Saturday, April 13, 2013

D.C. City Council To Hold Hearings On Rhee Cheating Memo Revelations

Well, this is at least something:

The City Council in Washington will hold a hearing next week after a memo warning officials of cheating on standardized tests during the chancellorship of Michelle A. Rhee surfaced Thursday night. 

Allegations of cheating have dogged Ms. Rhee — now a lightning rod in education circles for her advocacy through StudentsFirst, a nonprofit group she founded — since an investigation by USA Today found high rates of erasures on standardized tests at a Washington elementary school. 

Although subsequent investigations by both the city’s inspector general and the federal Education Department concluded that widespread cheating had not occurred, a memo that said 191 teachers in 70 schools were “implicated in possible testing infractions” in 2008 has ignited calls for further inquiries. 
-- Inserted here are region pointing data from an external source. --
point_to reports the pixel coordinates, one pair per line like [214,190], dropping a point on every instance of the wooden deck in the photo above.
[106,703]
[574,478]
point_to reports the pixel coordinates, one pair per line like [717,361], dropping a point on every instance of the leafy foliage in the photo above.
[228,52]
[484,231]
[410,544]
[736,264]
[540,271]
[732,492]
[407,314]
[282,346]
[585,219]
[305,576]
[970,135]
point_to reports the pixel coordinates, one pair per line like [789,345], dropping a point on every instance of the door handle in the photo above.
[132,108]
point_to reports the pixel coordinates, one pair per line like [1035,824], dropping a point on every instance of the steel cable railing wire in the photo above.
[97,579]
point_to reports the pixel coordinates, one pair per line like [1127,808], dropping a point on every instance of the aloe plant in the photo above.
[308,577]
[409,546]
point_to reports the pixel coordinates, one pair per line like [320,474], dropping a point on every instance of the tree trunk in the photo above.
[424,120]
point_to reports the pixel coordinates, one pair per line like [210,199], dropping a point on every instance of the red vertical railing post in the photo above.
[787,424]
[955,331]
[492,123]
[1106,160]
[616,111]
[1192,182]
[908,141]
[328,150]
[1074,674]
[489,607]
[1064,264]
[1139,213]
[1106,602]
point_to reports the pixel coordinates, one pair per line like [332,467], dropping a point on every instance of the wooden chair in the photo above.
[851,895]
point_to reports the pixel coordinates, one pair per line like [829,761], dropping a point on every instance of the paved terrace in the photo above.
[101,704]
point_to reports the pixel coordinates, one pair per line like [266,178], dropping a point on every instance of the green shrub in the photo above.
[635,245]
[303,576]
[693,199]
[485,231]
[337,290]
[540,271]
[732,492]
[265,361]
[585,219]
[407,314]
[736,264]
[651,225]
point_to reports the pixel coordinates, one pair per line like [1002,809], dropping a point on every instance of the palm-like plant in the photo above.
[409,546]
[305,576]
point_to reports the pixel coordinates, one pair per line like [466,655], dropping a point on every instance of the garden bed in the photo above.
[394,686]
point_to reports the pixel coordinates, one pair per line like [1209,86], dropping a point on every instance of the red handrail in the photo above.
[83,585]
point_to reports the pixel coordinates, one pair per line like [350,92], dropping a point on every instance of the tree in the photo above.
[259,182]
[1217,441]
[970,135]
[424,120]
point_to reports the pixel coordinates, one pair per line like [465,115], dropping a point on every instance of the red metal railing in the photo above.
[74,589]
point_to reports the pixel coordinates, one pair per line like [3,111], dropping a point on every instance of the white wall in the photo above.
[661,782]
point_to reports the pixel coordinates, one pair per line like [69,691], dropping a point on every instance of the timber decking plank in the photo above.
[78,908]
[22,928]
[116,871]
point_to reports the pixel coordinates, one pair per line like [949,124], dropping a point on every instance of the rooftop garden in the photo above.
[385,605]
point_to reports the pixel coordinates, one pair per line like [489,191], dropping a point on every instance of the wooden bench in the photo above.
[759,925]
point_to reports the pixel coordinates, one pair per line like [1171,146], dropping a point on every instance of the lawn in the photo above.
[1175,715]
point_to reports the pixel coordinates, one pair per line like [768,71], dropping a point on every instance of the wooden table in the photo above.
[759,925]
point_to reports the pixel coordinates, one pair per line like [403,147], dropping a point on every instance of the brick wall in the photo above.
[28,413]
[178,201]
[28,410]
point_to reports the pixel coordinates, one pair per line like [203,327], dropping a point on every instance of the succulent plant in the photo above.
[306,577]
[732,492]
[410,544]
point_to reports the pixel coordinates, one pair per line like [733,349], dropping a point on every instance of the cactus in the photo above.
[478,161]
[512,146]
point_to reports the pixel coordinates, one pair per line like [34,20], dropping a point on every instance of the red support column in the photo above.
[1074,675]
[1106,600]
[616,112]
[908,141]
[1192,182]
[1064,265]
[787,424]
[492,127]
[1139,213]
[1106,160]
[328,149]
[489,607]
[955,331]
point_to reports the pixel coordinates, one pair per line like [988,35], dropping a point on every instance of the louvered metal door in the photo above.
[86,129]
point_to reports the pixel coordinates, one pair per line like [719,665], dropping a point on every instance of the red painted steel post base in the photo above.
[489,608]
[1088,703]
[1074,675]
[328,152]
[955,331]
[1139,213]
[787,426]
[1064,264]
The memo, disclosed by John Merrow, the education correspondent for “NewsHour” on PBS, was written by a consultant hired by the Washington school system to investigate data that showed a high number of test answer sheets on which wrong answers had been erased and changed to correct answers. The memo, which Mr. Merrow said had been written by Fay G. Sanford, a consultant, offered a detailed discussion of a high number of erasures at Aiton Elementary School. But the memo noted that “Aiton is NOT the only school in this situation.” 

Ms. Rhee issued a statement saying that she did not recall receiving the memo. She added that both the city inspector general and the Education Department had already “reviewed the memo and confirmed my belief that there was no widespread cheating.” 

Blanche Bruce, the deputy inspector general in Washington, declined to comment on whether her office had reviewed the memo. 

A spokeswoman for the Education Department’s Office of Inspector General confirmed that the agency had reviewed the memo.

The Washington D.C. City Council hearing is a good start at getting to the bottom of this mess, but it certainly is not enough.

There have already been two limited investigations, and both were as ineffective at getting to the truth as Michelle Rhee claims most teachers are at teaching kids.

City Council hearings themselves may bring attention to the contradictions in Rhee's and Henderson's stories, they may bring a little more heat onto the principals involved, but they certainly won't move the story forward any.

But a criminal investigation will.

As Valerie Strauss wrote at The Answer Sheet:

The memo does not offer conclusive evidence that cheating occurred, but it literally begs for a thorough probe to be conducted — this time by investigators with subpoena powers.

The indictment of former Atlanta superintendent Beverly Hall and 34 other educators on test cheating charges — under a law used against mobsters — shows that the only way to get to the truth about these suspicions is by approaching it as a criminal case and sending in investigators who can subpoena witnesses. You don’t investigate criminal activity by going in and asking, “Did you cheat? Are you sure you didn’t cheat?” Everyone should have to testify under oath, including Rhee, who appears to have done her best to keep a lid on the allegations.

Unless Rhee and Henderson are interrogated under oath on what they knew about the cheating allegations, when they knew that information, and what they did about it, they are going to continue to evade and stonewall.

We have the blueprint for how to get to the bottom of a cheating scandal - do what they did in Atlanta and have an investigation that is run just the way Governor Sonny Perdue ran his in Atlanta, with special prosecutors and subpoena powers and a substantial budget that allows for a real investigation.

Anything other than that, and we know that the people in power in Washington D.C. municipal government, Congress and the Obama administration aren't interested in getting to the bottom of this.